Resume angst. It’s a very real thing and the majority of job hunters I meet seem to suffer from it. There just aren’t many people you’ll meet who will stand behind their resume 100% and say “I think my resume is terrific, sums up my qualifications beautifully, and is a piece I’m highly confident in sending out to potential employers.”
This reality was confirmed further by the fact that no fewer than 10 clients of mine sent me an article last week, while I was out of town, discussing the latest study on resume effectiveness. This article really seemed to hit a nerve with many people, as it claimed that psychologists have now pegged the “yes, interview” or “no, don’t interview” decision for any given candidate to be based on a mere six seconds of resume scanning. They then discuss which elements of one’s resume are most important, based on colorful heat maps that show the tracked eye moments of 30 recruiting professionals who were asked to review two sample resumes.
Here’s an article outlining the full study, in case you missed it:
On one hand, I’m glad that various organizations are starting to apply some scientific rigor to the job-seeking process, since it’s a field that hasn’t received all that much attention by researchers to date — and is one that millions of Americans have a lot riding on. On the other hand, as some of the folks who commented on the article pointed out here, you could literally drive a truck through the scientific validity of the study. Unless they’re holding out on the full details of the experiment, some of the conclusions reached seemed completely speculative as to why recruiters appeared to prefer the resume on the right versus the one on the left. While the empirical results may be accurate, there didn’t seem to be much basis for concluding “causation” of any kind, at least based on the information presented.
But let’s not judge too harshly. Just because this study wasn’t held to impeccable double-blind standards doesn’t mean it doesn’t contain some important and useful nuggets of truth. So what are the real takeaways from an article like this? What useful tips might an earnest job hunter derive from this study on how resumes are reviewed?
As always, I’d welcome your opinions on the subject, but the biggest “aha” I took away from things was related to the following conclusion shared in the article:
“In the short time that they spend with your resume, the study showed recruiters will look at your name, current title and company, current position start and end dates, previous title and company, previous position start and end dates, and education.”
Now this statement may be of little interest to non-resume-writing-wonks out there, but to me, it validates something I’ve been pointing out to people for years. Which is that your resume’s ability to land you interviews is going to be based primarily on where you’ve worked, what titles you’ve held, and for how long — versus the “copywriting” or “formatting” elements of the piece that so many people get unduly focused on.In other words, while it certainly helps to make your resume look pretty and to work in some important keywords throughout the piece, these approaches aren’t usually going to overcome a lack of directly comparable work history to the target job in question. Especially not in this economy. If interested, you’ll find an article of mine from two years ago here, touching on this issue, as well as a career poll I ran here that shows most people really are much more interested in the “facts” on a resume, versus the fluff.
In closing, I’m certainly not suggesting that resumes AREN’T a critical piece of the job hunting process.
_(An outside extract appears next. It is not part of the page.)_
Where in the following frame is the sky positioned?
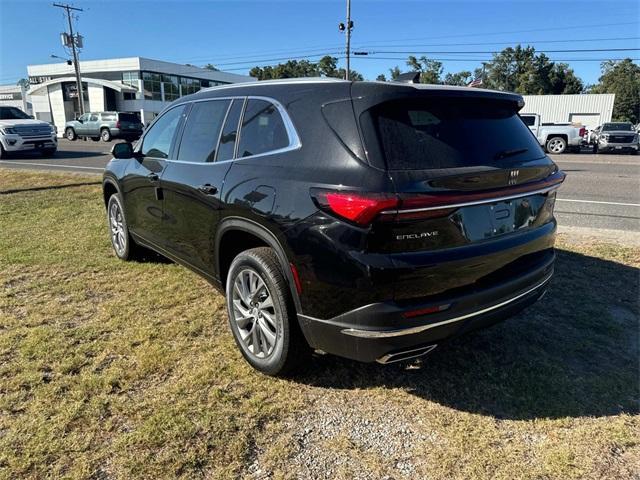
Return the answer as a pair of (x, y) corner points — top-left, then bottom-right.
(0, 0), (638, 86)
They are. And you definitely want to work hard on yours and even solicit professional help, at times, if you’re struggling with how best to capture your credentials on paper. But at the same time, in the spirit of keeping things real, it’s misleading to think that you’re going to see a big uptick in your interview rate simply by sending out resumes, whether of the professionally-produced variety or otherwise, unless your employment history is already correlated to a strong degree with the given job opportunity you’re pursuing.
In many cases, and as we’ve discussed frequently in this blog, if you don’t have the perfect pedigree for a given career path on paper you’ll need to shift gears, go underground, and concentrate more on opening doors via relationships and other methods. Resumes are too constrained by nature to provide high hopes of success in transferring skills from one type of role to another. As this study seems to suggest, fairly or unfairly, there’s just not a lot of “thinking outside the box” that’s likely to occur in a six-second scan!